You are viewing a plain text version of this content. The canonical link for it is here.
Posted to issues@spark.apache.org by "Artem Rybin (JIRA)" <ji...@apache.org> on 2019/03/19 07:54:00 UTC
[jira] [Commented] (SPARK-27052) Using PySpark udf in transform
yields NULL values
[ https://issues.apache.org/jira/browse/SPARK-27052?page=com.atlassian.jira.plugin.system.issuetabpanels:comment-tabpanel&focusedCommentId=16795797#comment-16795797 ]

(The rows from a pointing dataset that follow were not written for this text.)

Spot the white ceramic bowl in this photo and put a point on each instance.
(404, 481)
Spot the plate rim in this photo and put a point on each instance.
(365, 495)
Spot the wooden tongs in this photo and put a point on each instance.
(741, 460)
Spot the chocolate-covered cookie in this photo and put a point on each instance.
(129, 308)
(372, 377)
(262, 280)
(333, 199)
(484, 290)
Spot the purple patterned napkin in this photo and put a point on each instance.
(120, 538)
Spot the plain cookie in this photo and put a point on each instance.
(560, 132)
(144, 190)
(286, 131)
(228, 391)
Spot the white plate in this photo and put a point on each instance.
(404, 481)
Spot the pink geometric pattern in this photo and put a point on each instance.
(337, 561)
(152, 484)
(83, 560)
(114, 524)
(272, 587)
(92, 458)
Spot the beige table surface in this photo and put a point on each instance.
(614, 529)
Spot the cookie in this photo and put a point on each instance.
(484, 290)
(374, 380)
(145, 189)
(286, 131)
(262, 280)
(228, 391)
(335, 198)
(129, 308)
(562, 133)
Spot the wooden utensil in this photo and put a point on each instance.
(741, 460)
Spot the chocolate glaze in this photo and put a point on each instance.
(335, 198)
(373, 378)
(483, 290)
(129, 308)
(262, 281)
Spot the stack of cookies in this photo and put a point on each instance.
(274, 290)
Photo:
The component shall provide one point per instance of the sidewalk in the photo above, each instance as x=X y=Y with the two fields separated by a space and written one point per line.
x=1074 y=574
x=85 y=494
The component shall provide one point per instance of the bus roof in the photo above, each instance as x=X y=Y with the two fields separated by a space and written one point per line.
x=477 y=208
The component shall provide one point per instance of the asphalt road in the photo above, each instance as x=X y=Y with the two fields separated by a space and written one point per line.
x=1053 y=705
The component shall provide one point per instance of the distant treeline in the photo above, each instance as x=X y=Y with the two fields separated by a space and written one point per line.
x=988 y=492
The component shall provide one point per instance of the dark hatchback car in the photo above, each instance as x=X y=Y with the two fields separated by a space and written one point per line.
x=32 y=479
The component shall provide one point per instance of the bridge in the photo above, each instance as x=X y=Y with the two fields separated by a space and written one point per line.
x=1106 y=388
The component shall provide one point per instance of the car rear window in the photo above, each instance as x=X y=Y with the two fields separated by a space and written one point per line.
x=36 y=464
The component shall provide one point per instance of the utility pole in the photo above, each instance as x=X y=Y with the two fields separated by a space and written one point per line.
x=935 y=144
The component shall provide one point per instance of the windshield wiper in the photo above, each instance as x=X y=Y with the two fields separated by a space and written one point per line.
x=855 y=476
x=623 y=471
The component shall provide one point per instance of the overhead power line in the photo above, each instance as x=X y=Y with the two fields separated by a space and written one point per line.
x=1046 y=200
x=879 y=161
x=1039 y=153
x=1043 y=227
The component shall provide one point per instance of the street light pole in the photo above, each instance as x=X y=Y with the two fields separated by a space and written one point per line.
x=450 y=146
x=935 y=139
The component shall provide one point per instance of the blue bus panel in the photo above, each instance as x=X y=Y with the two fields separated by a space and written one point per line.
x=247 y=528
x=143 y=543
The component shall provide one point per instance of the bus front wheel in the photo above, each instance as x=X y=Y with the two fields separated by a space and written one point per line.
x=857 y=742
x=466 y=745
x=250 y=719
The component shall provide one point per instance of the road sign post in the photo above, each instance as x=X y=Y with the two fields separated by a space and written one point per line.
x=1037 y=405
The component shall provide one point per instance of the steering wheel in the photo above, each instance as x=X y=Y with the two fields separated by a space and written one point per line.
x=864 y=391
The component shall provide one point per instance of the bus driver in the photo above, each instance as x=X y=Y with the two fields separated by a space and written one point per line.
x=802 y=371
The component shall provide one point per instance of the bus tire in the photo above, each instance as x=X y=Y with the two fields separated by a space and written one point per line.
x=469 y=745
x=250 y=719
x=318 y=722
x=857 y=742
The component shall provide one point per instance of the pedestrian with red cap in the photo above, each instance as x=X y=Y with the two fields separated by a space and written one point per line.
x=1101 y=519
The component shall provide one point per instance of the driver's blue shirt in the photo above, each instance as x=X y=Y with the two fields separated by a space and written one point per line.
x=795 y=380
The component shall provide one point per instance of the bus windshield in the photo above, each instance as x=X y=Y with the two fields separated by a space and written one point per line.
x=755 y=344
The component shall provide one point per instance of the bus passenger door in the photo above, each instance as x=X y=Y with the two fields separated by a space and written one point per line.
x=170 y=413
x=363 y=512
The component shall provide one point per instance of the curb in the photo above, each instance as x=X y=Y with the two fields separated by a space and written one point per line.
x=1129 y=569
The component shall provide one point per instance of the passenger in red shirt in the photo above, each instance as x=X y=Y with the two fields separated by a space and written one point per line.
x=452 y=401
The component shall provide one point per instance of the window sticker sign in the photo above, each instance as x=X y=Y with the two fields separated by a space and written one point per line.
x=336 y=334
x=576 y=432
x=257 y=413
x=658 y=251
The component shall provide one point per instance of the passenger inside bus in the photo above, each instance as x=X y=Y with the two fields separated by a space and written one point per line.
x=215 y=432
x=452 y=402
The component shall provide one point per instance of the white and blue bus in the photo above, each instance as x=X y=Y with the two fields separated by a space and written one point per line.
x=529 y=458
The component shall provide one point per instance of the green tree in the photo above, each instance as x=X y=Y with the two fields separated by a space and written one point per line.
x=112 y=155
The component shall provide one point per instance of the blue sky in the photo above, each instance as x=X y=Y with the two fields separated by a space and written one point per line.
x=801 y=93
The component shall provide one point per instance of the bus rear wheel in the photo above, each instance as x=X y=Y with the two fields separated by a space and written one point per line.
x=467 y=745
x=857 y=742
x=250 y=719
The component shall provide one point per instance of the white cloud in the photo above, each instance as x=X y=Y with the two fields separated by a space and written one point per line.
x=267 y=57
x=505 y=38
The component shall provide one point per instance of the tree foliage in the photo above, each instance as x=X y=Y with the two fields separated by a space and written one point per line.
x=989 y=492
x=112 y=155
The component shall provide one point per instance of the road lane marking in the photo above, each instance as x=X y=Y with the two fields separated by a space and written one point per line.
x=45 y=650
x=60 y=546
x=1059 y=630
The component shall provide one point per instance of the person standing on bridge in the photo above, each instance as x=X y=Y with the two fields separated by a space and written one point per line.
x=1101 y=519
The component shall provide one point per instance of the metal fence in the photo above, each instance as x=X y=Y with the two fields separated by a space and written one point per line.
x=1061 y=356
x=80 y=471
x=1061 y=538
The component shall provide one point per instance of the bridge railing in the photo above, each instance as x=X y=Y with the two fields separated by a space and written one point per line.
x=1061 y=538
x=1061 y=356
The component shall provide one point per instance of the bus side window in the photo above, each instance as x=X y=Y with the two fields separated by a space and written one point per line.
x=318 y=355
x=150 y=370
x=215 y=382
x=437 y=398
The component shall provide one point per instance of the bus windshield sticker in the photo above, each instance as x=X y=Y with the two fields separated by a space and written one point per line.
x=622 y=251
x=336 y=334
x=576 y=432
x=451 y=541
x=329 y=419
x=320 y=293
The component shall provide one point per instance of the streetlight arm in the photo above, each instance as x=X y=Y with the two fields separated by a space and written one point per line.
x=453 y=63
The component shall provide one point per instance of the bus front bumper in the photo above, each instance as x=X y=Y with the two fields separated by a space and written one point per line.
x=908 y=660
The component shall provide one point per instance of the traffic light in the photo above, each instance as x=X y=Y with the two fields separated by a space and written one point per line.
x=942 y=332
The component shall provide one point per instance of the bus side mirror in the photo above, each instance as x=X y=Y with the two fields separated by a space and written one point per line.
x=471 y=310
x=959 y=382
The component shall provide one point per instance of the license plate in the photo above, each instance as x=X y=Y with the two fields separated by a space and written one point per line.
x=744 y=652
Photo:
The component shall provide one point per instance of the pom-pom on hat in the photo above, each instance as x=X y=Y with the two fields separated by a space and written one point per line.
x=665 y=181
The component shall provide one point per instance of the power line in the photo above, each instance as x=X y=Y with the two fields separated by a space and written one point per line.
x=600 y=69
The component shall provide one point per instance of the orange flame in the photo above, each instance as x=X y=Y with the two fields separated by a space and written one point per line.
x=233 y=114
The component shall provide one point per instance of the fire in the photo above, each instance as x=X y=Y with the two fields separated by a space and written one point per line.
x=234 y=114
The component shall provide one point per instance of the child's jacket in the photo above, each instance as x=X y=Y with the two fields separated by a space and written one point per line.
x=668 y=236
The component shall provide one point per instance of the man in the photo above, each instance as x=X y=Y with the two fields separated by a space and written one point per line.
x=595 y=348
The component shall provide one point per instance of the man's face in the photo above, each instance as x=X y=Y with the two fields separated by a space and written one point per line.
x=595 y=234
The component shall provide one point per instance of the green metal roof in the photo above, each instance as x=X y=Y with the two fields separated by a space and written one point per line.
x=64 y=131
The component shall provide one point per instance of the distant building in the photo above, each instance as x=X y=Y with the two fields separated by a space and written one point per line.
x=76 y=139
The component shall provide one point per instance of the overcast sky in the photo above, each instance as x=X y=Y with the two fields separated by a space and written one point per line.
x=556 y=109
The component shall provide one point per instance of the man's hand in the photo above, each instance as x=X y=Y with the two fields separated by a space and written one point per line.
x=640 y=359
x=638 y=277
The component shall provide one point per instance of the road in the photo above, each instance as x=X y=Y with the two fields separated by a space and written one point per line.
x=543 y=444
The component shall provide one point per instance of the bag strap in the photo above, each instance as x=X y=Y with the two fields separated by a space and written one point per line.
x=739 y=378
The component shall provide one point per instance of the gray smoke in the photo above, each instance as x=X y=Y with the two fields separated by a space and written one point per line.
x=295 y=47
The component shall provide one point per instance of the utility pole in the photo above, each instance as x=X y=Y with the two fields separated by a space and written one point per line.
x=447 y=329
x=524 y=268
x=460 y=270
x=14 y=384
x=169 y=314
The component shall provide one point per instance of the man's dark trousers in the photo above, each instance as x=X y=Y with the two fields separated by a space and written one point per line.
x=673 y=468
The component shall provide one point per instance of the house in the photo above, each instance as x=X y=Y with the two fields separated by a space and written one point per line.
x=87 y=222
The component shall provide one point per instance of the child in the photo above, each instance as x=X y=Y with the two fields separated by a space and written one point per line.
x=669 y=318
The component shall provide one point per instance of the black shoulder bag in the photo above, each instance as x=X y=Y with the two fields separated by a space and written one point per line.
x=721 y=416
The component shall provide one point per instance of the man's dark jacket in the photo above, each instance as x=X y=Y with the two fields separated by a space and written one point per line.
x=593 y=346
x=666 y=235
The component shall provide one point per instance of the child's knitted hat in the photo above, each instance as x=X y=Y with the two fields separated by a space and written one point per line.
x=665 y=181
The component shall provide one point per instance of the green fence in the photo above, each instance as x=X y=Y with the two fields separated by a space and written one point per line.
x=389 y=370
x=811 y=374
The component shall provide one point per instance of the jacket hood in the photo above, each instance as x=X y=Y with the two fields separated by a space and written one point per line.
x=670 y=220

Artem Rybin commented on SPARK-27052:
-------------------------------------
Hi [~hejsgpuom62c]!
I reproduced this issue. I would like to investigate this.
Please, assign it to me.
> Using PySpark udf in transform yields NULL values
> -------------------------------------------------
>
> Key: SPARK-27052
> URL: https://issues.apache.org/jira/browse/SPARK-27052
> Project: Spark
> Issue Type: Bug
> Components: PySpark, SQL
> Affects Versions: 2.4.0
> Reporter: hejsgpuom62c
> Priority: Major
>
> Steps to reproduce
> {code:java}
> from typing import Optional
> from pyspark.sql.functions import expr
> def f(x: Optional[int]) -> Optional[int]:
> return x + 1 if x is not None else None
> spark.udf.register('f', f, "integer")
> df = (spark
> .createDataFrame([(1, [1, 2, 3])], ("id", "xs"))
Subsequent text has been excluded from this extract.